OpenShell tackles what has been the single biggest obstacle in every boardroom conversation about letting AI agents loose inside corporate systems: trust. The runtime creates isolated sandboxes that enforce strict policies around data access, network reach, and privacy boundaries. Nvidia is collaborating with Cisco, CrowdStrike, Google, Microsoft Security, and TrendAI to integrate OpenShell with their existing security tools.

CrowdStrike unveiled a Secure-by-Design AI Blueprint that embeds its Falcon platform protection directly into Nvidia AI agent architectures, including agents built on AI-Q and OpenShell. These are not aftermarket bolt-ons; they are foundational integrations that signal the security industry views Nvidia’s agent platform as the substrate it needs to protect.

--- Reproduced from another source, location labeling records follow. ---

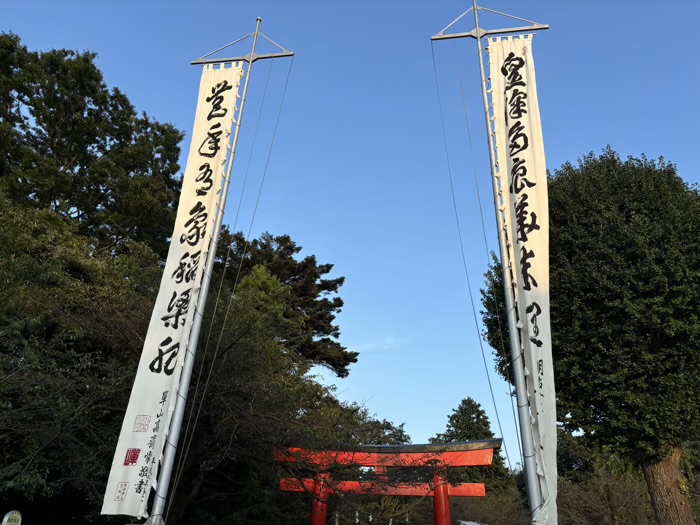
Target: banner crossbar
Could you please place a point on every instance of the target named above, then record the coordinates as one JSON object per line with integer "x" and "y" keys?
{"x": 248, "y": 58}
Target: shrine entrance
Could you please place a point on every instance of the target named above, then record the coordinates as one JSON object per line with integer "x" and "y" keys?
{"x": 438, "y": 457}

There is something almost paradoxical about a company with a multi-trillion-dollar market capitalization giving away its most strategically important software. But Nvidia’s open-source approach to Agent Toolkit is less an act of generosity than a carefully constructed competitive moat.

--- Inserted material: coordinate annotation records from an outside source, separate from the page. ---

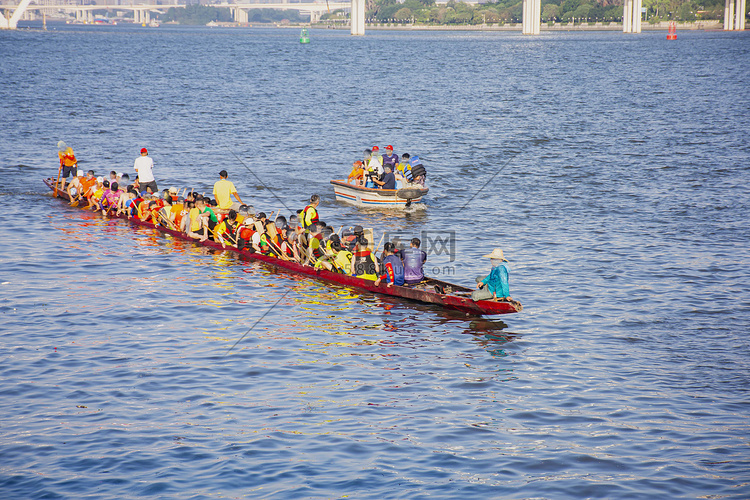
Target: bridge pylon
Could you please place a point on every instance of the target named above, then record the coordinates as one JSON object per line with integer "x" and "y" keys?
{"x": 531, "y": 17}
{"x": 358, "y": 17}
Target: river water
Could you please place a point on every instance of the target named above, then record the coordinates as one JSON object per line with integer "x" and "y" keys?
{"x": 613, "y": 170}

The models are open, but they are optimized for Nvidia’s CUDA libraries, the proprietary software layer that has locked developers into Nvidia GPUs for two decades. LangChain, whose open-source frameworks have been downloaded over 1 billion times, is working with Nvidia to integrate Agent Toolkit components into its deep agent library.

This has a historical analog in Google’s approach to Android: give away the operating system to ensure that the entire mobile ecosystem generates demand for your core services. Nvidia is giving away the agent operating system to ensure that the entire enterprise AI ecosystem generates demand for its core product, the GPU.

The Nemotron Coalition announced Monday, including Mistral AI, Cursor, LangChain, Perplexity, Reflection AI, Sarvam, and Thinking Machines Lab, will co-develop a base model trained on Nvidia DGX Cloud that will underpin the upcoming Nemotron 4 family.

Developers can explore Agent Toolkit and OpenShell on build.nvidia.com today, running on inference providers and Nvidia Cloud Partners including Baseten, CoreWeave, DeepInfra, DigitalOcean, and others, all of which run Nvidia GPUs.

Whether Nvidia has just won the enterprise AI infrastructure race or planted the seeds of its own displacement remains to be seen. But at GTC 2026, the company’s ambitions extended well beyond silicon.